Peter is simply saying that the gospel was preached to those who are NOW dead. In the book of Hebrews, the author tells us: “For unto us was the gospel preached, as well as unto them: but the word preached did not profit them, not being mixed with faith in them that heard it” (Hebrews 4:2). He’s talking about the ancient Israelites. In the book of Galatians, Paul says that God “preached the gospel to Abraham beforehand” (Galatians 3:8). The gospel isn’t something new; it is an “everlasting gospel” (Revelation 14:6).
4. When were these “spirits in prison” alive? “... in the days of Noah, while the ark was a preparing.” Why does Peter refer to the people living during the time of Noah as being “spirits in prison”? Throughout Scripture we find this terminology to describe those who are captive to sin. David once said, “Bring my soul out of prison, that I may praise thy name” (Psalm 142:7). Notice that David’s soul was in prison while he was still physically alive. In the book of Isaiah, God calls the Gentiles (non-believers) “prisoners” because they sit in spiritual darkness:
“I the LORD have called thee [Son/Jesus] in righteousness, and will hold Thine hand, and will keep Thee, and give Thee for a covenant of the people, for a light of the Gentiles; To open the blind eyes, to bring out the prisoners from the prison, and them that sit in darkness out of the prison house.” (Isaiah 42:6, 7; see also Isaiah 61:1)
Paul referred to himself as one of those captives who was bound in sin when he wrote, “But I see another law in my members, warring against the law of my mind, and bringing me into captivity to the law of sin ...” (Romans 7:23).
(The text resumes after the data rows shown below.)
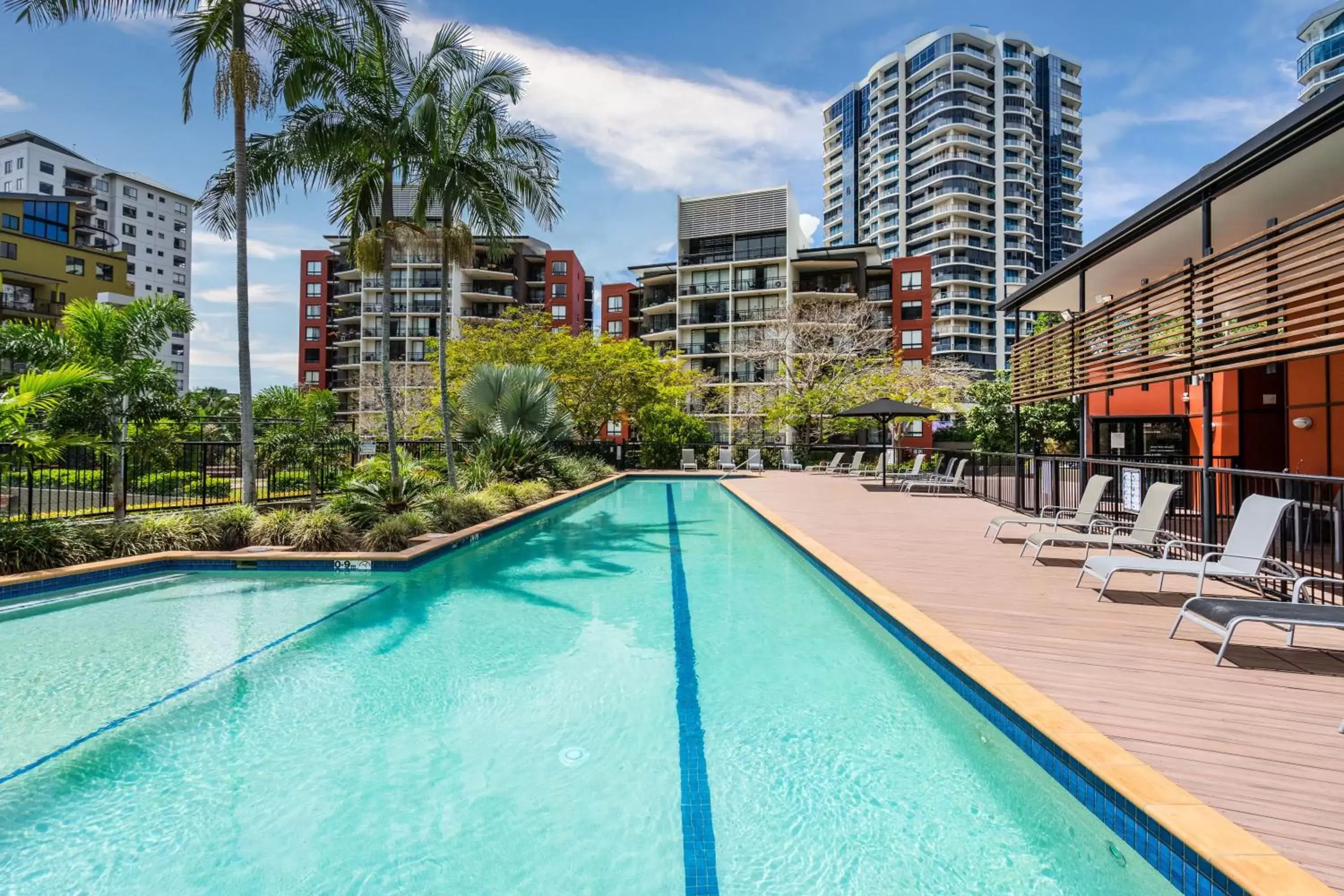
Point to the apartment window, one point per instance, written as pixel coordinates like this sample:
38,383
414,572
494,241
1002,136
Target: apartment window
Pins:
47,221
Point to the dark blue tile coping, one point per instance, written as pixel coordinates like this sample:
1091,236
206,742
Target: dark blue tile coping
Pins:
1189,872
702,872
232,564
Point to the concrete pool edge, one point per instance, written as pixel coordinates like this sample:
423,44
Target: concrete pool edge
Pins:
25,585
1088,763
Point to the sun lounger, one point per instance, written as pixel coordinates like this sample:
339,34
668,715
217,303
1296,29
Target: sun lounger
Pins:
827,468
842,469
1107,534
1080,517
1244,558
937,484
1222,616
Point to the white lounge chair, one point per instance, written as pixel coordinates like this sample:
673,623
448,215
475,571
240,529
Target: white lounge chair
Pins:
1080,517
955,481
1242,558
843,469
827,468
1222,616
1142,534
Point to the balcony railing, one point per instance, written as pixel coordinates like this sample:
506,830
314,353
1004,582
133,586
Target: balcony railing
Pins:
1266,300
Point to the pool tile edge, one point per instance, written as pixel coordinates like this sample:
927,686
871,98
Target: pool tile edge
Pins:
1186,839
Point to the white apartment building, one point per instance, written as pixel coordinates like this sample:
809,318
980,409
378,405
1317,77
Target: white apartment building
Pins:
964,146
120,211
1322,64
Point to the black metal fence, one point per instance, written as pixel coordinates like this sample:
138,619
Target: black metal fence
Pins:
1311,538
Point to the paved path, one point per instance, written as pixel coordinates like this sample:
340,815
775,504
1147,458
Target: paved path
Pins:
1256,738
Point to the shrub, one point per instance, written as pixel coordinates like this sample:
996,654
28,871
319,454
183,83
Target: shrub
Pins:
287,481
396,532
41,544
452,511
228,528
507,495
534,491
168,532
324,530
273,528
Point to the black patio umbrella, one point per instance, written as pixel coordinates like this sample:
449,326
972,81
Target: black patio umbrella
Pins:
886,410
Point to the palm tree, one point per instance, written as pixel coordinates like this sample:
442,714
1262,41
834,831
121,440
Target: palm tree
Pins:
232,33
304,432
484,172
365,112
121,346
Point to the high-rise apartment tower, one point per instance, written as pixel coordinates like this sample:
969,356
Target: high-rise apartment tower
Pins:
965,147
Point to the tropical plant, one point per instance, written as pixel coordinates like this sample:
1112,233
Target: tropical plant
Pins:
120,345
31,398
324,530
396,532
304,435
275,528
363,113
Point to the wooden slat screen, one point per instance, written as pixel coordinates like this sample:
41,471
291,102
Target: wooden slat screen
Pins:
1273,297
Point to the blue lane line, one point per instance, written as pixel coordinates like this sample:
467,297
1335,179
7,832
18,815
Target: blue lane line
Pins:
190,685
702,874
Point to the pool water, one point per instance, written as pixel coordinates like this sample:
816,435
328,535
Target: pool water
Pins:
644,691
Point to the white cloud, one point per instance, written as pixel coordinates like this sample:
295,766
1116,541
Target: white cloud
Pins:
257,295
11,101
654,129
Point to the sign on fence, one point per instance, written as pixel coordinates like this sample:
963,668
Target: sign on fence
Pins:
1131,488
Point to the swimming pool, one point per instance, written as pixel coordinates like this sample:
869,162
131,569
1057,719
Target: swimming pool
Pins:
643,691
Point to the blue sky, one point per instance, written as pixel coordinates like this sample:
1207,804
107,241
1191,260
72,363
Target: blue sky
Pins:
652,100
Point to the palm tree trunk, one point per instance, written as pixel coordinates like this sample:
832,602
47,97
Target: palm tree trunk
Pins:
445,269
389,412
248,445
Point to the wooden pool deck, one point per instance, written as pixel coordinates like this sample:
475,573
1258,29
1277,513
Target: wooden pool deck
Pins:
1256,738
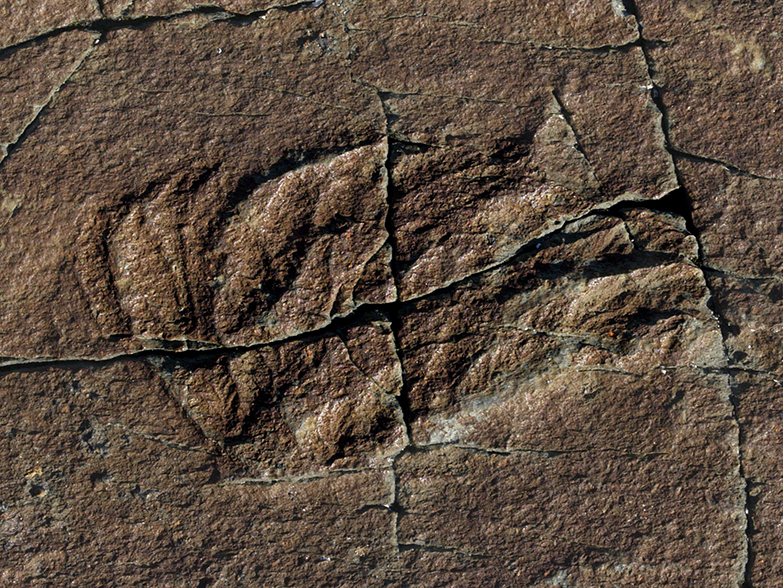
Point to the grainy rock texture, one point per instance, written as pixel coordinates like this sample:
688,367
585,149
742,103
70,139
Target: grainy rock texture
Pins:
364,293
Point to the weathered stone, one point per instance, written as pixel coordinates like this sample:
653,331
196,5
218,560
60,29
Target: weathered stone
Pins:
587,25
738,218
108,480
498,160
161,231
577,518
142,8
759,408
299,407
560,375
716,73
20,21
533,353
29,77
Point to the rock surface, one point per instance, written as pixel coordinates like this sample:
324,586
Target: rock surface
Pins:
345,293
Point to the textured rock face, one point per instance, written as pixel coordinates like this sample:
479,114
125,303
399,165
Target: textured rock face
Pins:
390,294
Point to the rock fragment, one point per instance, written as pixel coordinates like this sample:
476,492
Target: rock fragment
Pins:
714,67
299,407
109,478
172,163
21,21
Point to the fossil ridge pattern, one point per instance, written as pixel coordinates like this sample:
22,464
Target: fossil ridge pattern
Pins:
362,293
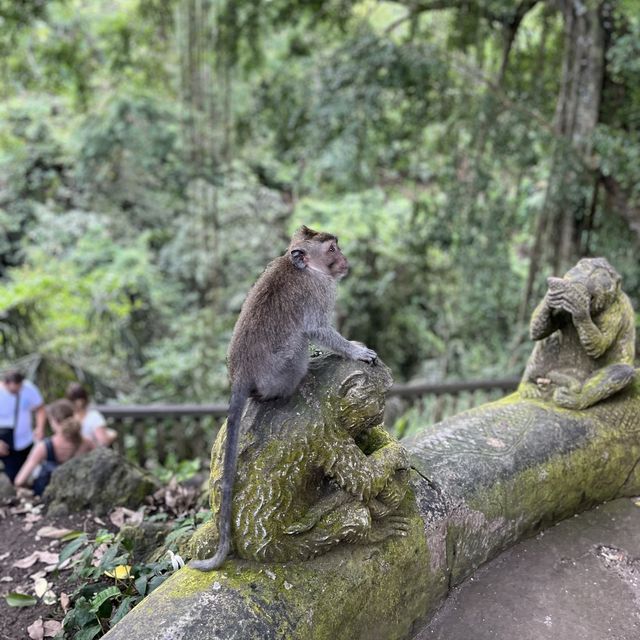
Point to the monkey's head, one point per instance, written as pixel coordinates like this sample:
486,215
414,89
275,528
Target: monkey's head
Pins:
317,251
597,276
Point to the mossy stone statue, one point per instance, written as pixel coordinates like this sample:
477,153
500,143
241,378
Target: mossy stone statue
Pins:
585,332
314,471
317,475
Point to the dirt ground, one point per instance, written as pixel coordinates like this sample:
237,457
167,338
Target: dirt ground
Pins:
20,521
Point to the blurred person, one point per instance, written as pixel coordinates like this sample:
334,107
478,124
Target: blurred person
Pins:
94,425
66,442
20,399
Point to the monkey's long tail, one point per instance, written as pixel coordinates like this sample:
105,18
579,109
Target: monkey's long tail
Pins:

Jesus once said, “Whosoever committeth sin is the servant of sin … If the Son therefore shall make you free, ye shall be free indeed” (John 8:34, 36). Through Christ we will no longer be prisoners (or servants) of sin. Paul wrote that one of the most amazing promises of the gospel is that God will be “bringing into captivity every thought to the obedience of Christ” (2 Corinthians 10:5).
We must therefore strongly reject the idea that, after His death, Jesus’ spirit went and preached to other spirits bound in some form of purgatory or spirit world. Instead, it was by His Holy Spirit (His very presence) that Jesus, through Noah, preached unto the non-believers (those who were captive in sin and unbelief) to repent and accept their salvation He so freely gives.
Peter says that, during the time of when Christ’s Spirit was ministering through Noah to the “spirits in prison”, only “a few, that is, EIGHT SOULS, were saved by water” (1 Peter 3:20). Again, we see that the word “soul” refers to people who are alive! It was only Noah and his family, eight souls in all, who had faith in God to enter the ark and were saved from the flood. The Greek word for soul here is ψυχή (psuché) which can also mean “breath”, “spirit” or, “life” just like the word pneuma in verse 19 where Peter speaks of the “spirits” in prison. Therefore, we must conclude that, since the word “souls” in verse 20 refers to people who were alive, then the word “spirits” in verse 19 must also refer to people who were alive.